Saturday, November 20, 2021

 

This is a continuation of an article that describes operational considerations for hosting solutions on Azure public cloud.

There are several references to best practices throughout the series of articles we wrote from the documentation for the Azure Public Cloud. The previous article focused on the antipatterns to avoid, specifically the cloud readiness antipatterns. This article focuses on the extraneous fetching antipattern.

When services call datastores, they retrieve data for a business operation, but they often result in unnecessary I/O overhead and reduced responsiveness.  This antipattern can occur if the application is trying to save on the number of requests by fetching more than required. This is a form of overcompensation and is commonly seen with catalog operations because the filtering is delegated to the middle tier.  For example, user may need to see a subset of the details and probably does not need to see all the products at once yet a large dataset from the catalog is retrieved.  Even if the user is browsing the entire catalog, paginating the results avoids this antipattern.

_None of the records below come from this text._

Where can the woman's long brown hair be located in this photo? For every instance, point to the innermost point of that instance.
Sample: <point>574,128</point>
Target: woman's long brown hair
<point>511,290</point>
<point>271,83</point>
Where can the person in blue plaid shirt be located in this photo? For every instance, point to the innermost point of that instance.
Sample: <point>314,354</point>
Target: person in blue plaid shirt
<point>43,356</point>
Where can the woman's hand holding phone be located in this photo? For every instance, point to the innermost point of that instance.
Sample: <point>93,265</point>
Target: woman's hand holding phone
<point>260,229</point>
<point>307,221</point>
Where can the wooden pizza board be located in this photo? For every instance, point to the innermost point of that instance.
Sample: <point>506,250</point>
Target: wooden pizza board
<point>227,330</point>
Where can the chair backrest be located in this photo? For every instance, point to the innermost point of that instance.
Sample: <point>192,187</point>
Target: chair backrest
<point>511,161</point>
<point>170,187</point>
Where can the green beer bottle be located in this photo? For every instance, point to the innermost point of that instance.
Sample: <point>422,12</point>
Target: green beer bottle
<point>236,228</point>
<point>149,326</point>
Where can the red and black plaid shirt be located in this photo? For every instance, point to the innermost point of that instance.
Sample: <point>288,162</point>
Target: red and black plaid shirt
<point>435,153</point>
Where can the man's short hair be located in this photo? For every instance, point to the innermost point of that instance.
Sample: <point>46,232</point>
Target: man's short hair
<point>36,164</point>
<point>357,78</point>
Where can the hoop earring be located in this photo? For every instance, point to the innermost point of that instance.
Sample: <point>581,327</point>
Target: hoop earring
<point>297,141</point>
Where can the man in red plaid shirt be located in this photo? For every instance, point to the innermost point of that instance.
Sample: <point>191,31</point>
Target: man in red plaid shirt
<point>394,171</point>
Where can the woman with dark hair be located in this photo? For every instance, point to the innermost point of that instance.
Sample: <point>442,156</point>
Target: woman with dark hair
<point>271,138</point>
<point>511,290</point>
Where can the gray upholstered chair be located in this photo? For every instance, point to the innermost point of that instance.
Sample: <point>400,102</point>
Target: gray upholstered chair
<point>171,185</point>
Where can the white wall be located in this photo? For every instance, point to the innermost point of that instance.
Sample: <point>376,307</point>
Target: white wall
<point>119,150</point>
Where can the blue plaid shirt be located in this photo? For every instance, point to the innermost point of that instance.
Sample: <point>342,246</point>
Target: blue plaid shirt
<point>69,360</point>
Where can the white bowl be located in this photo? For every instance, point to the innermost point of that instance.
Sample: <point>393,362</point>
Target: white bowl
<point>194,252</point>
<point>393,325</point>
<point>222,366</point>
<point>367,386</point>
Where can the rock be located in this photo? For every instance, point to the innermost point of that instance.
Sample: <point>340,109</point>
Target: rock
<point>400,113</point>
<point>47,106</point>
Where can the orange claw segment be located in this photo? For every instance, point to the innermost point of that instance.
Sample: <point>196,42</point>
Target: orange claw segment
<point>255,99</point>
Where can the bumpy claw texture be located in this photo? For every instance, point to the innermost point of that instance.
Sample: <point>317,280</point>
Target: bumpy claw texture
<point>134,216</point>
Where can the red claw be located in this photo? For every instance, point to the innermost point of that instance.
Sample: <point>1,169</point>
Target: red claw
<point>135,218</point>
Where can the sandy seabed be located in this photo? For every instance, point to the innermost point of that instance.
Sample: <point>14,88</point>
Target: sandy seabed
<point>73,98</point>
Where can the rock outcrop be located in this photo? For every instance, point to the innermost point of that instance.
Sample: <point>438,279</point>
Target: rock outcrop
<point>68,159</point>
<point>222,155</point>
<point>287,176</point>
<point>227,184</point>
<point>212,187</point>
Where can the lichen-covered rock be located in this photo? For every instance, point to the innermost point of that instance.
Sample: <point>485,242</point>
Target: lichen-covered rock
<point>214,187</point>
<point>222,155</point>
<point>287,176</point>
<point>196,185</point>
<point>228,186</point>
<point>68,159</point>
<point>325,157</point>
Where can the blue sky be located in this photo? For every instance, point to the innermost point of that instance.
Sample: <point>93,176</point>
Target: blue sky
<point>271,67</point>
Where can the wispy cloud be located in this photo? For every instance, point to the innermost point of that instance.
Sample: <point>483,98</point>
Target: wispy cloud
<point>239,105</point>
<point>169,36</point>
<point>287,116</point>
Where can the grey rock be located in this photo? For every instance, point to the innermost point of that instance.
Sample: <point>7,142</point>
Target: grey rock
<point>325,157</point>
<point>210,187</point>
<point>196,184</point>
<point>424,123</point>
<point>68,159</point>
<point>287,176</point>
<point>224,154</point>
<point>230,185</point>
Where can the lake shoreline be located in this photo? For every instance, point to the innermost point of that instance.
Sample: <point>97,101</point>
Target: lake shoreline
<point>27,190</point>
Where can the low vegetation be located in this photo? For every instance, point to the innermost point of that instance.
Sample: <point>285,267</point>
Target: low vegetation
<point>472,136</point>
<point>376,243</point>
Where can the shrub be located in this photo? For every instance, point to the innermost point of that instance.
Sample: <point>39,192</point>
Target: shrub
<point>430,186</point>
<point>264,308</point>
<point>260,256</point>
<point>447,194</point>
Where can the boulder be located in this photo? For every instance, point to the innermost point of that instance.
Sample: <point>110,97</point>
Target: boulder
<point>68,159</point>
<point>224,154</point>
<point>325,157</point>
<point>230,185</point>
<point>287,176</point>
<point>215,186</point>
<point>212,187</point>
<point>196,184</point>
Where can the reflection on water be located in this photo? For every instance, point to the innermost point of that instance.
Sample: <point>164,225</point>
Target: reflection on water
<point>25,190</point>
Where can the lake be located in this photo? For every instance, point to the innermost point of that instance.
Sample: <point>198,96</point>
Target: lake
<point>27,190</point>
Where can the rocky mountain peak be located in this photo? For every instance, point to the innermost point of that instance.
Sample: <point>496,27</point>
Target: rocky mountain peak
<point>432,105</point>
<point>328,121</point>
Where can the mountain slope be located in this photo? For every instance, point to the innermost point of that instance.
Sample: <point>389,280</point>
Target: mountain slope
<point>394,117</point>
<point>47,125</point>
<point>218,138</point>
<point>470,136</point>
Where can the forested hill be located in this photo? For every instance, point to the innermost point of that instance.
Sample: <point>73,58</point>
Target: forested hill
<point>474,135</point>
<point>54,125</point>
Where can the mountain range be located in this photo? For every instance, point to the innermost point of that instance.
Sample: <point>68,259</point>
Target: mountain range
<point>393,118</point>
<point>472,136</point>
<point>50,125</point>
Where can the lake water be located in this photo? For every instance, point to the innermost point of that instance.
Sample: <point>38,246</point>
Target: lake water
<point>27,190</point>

Another example of this problem is the inappropriate choices in design or code where for example, a service gets all the product details via the entity framework and then filters only a subset of the fields while discarding the rest. Yet another example is when the application retrieves data to perform an aggregation that could be done by the database instead. The application calculates total sales by getting every record for all orders sold instead of executing a query where the predicates are pushed down to the store. Similarly other manifestations might come about when the EntityFramework uses LINQ to entities. In this case, the filtering is done in memory by retrieving the results from the table because a certain method in the predicate could not be translated to a query. The call to AsEnumerable is a hint that there is a problem because the filtering based on IEnumerable is usually done on the client side rather than the database. The default for LINQ to Entities is IQueryable which pushes the filters to the data source.

Fetching only the relevant columns from a table as compared to fetching all the columns is another classic example of this antipatterns and even though this might have worked when the table was only a few columns wide, it changes the game when the table adds several more columns. Similarly, aggregation performed in the database overcomes this antipattern instead of doing it in memory on the application side.

As with data access best practice, some considerations for performance holds true here as well. Partitioning data horizontally may reduce contention. Operations that support unbounded queries can implement pagination. Features that are built right into the data store can be leveraged. Some calculations need not be repeated especially with summation forms. Queries that return a lot of results can be further filtered. Not all operations can be offloaded to the database but those where the database is highly optimized can be offloaded.

A few ways to detect this antipattern include identifying slow workloads or transactions, behavioral patterns exhibited by the system due to limits, correlating the instances of slow workloads with those patterns, identifying the data stores being used, identify any slow running queries that reference these data source and performing a resource specific analysis of how the data is used and consumed.

These are some of the ways to mitigate this antipattern.

Some of the metrics that help with detecting and mitigation of extraneous fetching antipattern include total bytes per minute, average bytes per transaction and requests per minute.